The 08 in the confidence interval lower bound isn’t a typo. Readers familiar with Cox regression output will recognize that a lower bound of 0.76 combined with an upper bound of 1.21 describes a null result. No signal. Not elevated. Not protective. Equivalent, within the precision the data allow.
Limitations That Deserve Attention Before the Conclusions
Administrative claims data carry inherent constraints. Diagnoses depend on billing codes, which can lag clinical recognition or reflect documentation patterns as much as true disease burden. The Medicaid population, while large, isn’t representative of privately insured or uninsured patients, and treatment access patterns differ across those groups. The study can’t fully account for unmeasured confounders, including genetic factors that might predispose both maternal OUD and offspring neurodevelopmental risk through shared pathways. Duration and dose of medication exposure are imprecisely captured in claims data. And follow-up to age 8, while substantially longer than Prior studies, still doesn’t capture late-presenting conditions or outcomes beyond middle childhood.
None of these limitations invalidate the findings. They bound the inference appropriately. What the data can say, they say clearly: across 18,612 pregnancies followed through Medicaid claims from 2000 to 2018, with adjustment for a comprehensive covariate set, buprenorphine and methadone produced statistically equivalent neurodevelopmental outcomes in exposed children by age 8.
What This Means for Practice
The 2025 publication in The BMJ arrives at a moment when formulary restrictions, treatment program capacity, and patient preference all influence which medication a pregnant patient with OUD receives. It’s not always a free clinical choice. Methadone requires daily observed dosing at licensed opioid treatment programs, a logistical barrier that many patients can’t clear. Buprenorphine can be prescribed in office-based settings, and that access advantage has driven its growing market share in prenatal OUD management since the early 2000s.
If there were a meaningful neurodevelopmental cost to one agent, that would rightly factor into the risk-benefit calculation.
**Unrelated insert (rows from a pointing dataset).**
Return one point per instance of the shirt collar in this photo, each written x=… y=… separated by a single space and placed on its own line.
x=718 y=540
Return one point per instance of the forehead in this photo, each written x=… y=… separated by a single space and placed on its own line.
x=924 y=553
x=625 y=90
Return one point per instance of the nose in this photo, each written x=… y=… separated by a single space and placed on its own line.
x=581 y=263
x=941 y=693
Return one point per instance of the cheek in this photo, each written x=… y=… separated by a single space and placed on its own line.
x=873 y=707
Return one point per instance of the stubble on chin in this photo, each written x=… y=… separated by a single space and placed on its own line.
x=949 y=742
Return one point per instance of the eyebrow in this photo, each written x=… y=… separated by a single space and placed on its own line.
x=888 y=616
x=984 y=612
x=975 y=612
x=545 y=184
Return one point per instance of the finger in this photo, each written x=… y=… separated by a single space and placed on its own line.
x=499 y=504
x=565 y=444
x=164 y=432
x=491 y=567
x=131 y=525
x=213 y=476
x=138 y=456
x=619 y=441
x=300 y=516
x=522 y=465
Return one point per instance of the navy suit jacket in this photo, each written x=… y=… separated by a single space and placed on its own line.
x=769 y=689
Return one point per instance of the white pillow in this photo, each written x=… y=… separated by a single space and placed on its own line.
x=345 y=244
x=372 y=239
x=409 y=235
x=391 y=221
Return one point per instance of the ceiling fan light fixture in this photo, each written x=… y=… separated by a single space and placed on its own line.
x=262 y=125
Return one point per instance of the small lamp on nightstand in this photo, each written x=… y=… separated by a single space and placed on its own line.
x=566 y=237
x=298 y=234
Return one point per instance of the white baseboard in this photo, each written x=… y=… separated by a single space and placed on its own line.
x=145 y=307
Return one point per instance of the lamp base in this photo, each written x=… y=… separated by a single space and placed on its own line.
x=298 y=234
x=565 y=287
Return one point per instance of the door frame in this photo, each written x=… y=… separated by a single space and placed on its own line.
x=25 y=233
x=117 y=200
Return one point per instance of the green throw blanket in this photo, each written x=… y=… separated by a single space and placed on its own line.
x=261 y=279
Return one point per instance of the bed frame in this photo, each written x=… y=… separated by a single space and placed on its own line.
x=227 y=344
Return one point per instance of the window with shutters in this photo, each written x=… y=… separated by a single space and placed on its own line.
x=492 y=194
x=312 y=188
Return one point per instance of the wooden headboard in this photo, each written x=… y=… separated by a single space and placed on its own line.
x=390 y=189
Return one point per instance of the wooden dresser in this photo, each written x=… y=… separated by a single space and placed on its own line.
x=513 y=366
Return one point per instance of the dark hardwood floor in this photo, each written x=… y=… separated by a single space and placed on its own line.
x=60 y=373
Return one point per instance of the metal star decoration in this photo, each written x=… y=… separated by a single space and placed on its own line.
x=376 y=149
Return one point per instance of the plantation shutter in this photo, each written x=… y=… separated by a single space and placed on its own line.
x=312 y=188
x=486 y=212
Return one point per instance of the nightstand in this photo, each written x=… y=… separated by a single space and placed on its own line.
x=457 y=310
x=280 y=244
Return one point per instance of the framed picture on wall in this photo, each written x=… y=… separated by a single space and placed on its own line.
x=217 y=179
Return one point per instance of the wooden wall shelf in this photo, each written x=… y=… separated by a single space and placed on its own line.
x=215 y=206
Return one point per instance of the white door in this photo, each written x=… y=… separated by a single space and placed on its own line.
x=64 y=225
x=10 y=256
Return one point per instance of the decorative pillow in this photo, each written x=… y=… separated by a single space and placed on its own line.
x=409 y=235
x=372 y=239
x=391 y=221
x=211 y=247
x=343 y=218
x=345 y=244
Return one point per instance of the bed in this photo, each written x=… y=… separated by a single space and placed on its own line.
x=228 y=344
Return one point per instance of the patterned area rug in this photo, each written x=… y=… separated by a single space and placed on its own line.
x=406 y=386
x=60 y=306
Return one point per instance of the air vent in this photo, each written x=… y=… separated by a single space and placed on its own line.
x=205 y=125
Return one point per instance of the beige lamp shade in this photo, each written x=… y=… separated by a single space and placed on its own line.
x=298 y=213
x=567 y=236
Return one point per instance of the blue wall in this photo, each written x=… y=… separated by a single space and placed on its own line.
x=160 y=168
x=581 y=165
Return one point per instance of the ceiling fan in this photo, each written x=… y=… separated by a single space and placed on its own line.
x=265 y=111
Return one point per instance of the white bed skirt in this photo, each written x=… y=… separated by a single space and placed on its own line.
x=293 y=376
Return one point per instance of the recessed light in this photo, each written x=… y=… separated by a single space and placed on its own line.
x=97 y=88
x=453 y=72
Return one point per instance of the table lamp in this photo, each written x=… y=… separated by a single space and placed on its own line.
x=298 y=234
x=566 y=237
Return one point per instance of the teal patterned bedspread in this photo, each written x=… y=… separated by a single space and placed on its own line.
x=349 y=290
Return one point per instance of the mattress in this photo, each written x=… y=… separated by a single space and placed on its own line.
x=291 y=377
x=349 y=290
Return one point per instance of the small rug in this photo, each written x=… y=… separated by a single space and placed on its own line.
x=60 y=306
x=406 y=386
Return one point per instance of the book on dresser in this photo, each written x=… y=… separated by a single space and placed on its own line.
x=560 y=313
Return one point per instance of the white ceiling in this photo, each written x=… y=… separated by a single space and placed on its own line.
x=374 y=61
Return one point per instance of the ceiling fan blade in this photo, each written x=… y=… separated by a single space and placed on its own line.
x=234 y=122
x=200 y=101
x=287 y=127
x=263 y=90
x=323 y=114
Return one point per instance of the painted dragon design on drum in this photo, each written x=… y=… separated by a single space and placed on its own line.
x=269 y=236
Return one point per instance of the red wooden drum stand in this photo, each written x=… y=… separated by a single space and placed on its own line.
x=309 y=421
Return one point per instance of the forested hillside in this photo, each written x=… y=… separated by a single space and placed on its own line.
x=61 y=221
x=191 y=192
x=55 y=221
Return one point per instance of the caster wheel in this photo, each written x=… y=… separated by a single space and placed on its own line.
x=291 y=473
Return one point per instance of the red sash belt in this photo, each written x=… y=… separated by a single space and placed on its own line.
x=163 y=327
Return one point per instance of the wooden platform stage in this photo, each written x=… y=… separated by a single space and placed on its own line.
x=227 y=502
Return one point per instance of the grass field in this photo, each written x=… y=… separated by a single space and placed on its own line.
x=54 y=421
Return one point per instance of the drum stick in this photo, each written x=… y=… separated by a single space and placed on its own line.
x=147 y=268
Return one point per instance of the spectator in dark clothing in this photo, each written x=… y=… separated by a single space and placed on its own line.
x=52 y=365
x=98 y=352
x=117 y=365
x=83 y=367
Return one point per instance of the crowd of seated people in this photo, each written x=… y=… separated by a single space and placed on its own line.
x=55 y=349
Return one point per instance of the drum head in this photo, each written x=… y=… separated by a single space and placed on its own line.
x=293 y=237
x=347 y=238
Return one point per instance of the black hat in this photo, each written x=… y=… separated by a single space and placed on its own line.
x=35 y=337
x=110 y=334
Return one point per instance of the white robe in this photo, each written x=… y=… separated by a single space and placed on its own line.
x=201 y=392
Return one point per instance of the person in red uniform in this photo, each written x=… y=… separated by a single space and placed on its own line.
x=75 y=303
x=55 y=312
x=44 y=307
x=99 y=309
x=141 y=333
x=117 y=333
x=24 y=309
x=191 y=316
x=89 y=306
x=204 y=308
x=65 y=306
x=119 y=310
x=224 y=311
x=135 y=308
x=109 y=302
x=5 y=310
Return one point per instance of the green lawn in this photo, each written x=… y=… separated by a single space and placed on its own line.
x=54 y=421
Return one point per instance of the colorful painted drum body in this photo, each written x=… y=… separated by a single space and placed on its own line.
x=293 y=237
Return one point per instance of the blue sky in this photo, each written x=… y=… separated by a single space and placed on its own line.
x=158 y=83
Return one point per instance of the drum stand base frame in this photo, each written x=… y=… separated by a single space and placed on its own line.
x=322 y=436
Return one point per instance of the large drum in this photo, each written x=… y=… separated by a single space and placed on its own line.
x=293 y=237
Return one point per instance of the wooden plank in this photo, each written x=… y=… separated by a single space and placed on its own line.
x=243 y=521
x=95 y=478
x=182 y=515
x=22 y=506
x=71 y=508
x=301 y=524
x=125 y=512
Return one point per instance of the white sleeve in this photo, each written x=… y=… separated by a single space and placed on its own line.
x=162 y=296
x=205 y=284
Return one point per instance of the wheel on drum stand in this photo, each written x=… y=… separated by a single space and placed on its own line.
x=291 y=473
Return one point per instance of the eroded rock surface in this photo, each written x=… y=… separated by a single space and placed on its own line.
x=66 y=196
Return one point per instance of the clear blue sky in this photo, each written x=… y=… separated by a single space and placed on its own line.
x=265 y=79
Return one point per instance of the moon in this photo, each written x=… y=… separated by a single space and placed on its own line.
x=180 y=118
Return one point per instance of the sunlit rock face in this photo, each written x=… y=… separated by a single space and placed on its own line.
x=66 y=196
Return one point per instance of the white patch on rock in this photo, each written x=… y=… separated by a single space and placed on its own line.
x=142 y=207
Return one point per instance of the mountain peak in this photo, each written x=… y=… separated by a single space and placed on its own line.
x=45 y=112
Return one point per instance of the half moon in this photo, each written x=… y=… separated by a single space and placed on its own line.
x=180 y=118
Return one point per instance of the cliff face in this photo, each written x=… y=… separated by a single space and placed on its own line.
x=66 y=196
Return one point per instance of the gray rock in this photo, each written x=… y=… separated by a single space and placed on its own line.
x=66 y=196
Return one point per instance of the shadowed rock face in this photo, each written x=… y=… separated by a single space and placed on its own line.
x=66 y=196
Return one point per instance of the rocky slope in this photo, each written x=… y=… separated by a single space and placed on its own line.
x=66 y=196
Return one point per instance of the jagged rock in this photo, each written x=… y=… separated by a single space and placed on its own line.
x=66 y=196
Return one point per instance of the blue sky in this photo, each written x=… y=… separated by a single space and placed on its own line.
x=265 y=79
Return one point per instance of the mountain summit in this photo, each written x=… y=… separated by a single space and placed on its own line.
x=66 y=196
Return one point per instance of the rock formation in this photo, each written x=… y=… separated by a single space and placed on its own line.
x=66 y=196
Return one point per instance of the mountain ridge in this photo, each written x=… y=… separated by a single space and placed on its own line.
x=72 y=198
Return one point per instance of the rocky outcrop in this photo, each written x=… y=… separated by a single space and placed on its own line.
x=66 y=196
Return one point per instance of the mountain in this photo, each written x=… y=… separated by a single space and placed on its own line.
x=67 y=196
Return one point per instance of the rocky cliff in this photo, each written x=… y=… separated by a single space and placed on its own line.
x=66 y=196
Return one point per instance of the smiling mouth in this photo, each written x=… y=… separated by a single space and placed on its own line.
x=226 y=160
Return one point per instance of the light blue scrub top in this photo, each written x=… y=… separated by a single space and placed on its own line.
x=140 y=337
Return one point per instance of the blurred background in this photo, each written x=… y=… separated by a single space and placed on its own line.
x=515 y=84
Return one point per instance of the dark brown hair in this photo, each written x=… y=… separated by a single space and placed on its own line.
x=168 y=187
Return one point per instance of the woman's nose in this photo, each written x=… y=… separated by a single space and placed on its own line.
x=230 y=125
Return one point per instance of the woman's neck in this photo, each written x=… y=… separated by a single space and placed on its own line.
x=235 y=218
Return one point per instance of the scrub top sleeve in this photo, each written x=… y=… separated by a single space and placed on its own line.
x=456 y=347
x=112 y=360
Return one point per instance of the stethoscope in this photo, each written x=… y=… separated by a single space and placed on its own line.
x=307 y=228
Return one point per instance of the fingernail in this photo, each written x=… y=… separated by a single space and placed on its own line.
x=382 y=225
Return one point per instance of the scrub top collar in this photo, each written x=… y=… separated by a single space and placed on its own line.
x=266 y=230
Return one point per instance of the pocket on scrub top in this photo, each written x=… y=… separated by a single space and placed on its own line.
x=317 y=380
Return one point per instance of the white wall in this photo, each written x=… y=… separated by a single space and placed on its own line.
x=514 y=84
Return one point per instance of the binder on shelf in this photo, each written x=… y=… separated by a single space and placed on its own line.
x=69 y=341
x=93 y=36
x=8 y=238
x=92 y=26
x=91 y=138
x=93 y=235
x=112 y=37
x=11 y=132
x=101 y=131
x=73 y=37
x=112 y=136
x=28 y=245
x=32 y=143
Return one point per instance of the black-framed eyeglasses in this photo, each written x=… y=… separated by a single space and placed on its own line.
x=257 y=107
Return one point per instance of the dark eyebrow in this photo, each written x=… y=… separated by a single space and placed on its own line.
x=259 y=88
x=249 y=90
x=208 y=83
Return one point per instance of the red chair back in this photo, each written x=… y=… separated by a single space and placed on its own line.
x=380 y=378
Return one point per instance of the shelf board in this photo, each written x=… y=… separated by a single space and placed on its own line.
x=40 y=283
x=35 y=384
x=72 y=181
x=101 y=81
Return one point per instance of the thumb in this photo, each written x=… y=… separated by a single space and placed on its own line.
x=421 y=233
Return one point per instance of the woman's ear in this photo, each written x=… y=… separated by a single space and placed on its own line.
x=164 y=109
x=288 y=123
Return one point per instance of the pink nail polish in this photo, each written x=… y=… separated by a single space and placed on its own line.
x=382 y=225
The BMJ study, drawing on the largest dataset assembled for this question, suggests there isn’t one, at least not one detectable at this scale and follow-up horizon. That’s a meaningful null result. Null results in well-powered, methodologically rigorous studies carry genuine clinical information. They’re not failures to find something. They’re findings.
The Substance Abuse and Mental Health Services Administration has maintained that both agents are appropriate for pregnant patients, but clinicians often want disease-specific outcome data, not just regulatory endorsement. A cohort of 5,390 methadone-exposed and 12,635 buprenorphine-exposed children, followed to age 8, with Kaplan-Meier cumulative incidence curves and propensity-weighted hazard ratios, provides the kind of evidence that can inform shared decision-making in a way that prior small-sample studies simply couldn’t.
The adjusted HR of 0.90 won’t settle every question. It’s one estimate, from one dataset, in one insurance population, with one follow-up window. But it’s the most informative estimate we’ve had, and for now, it doesn’t favor either medication over the other on neurodevelopmental grounds.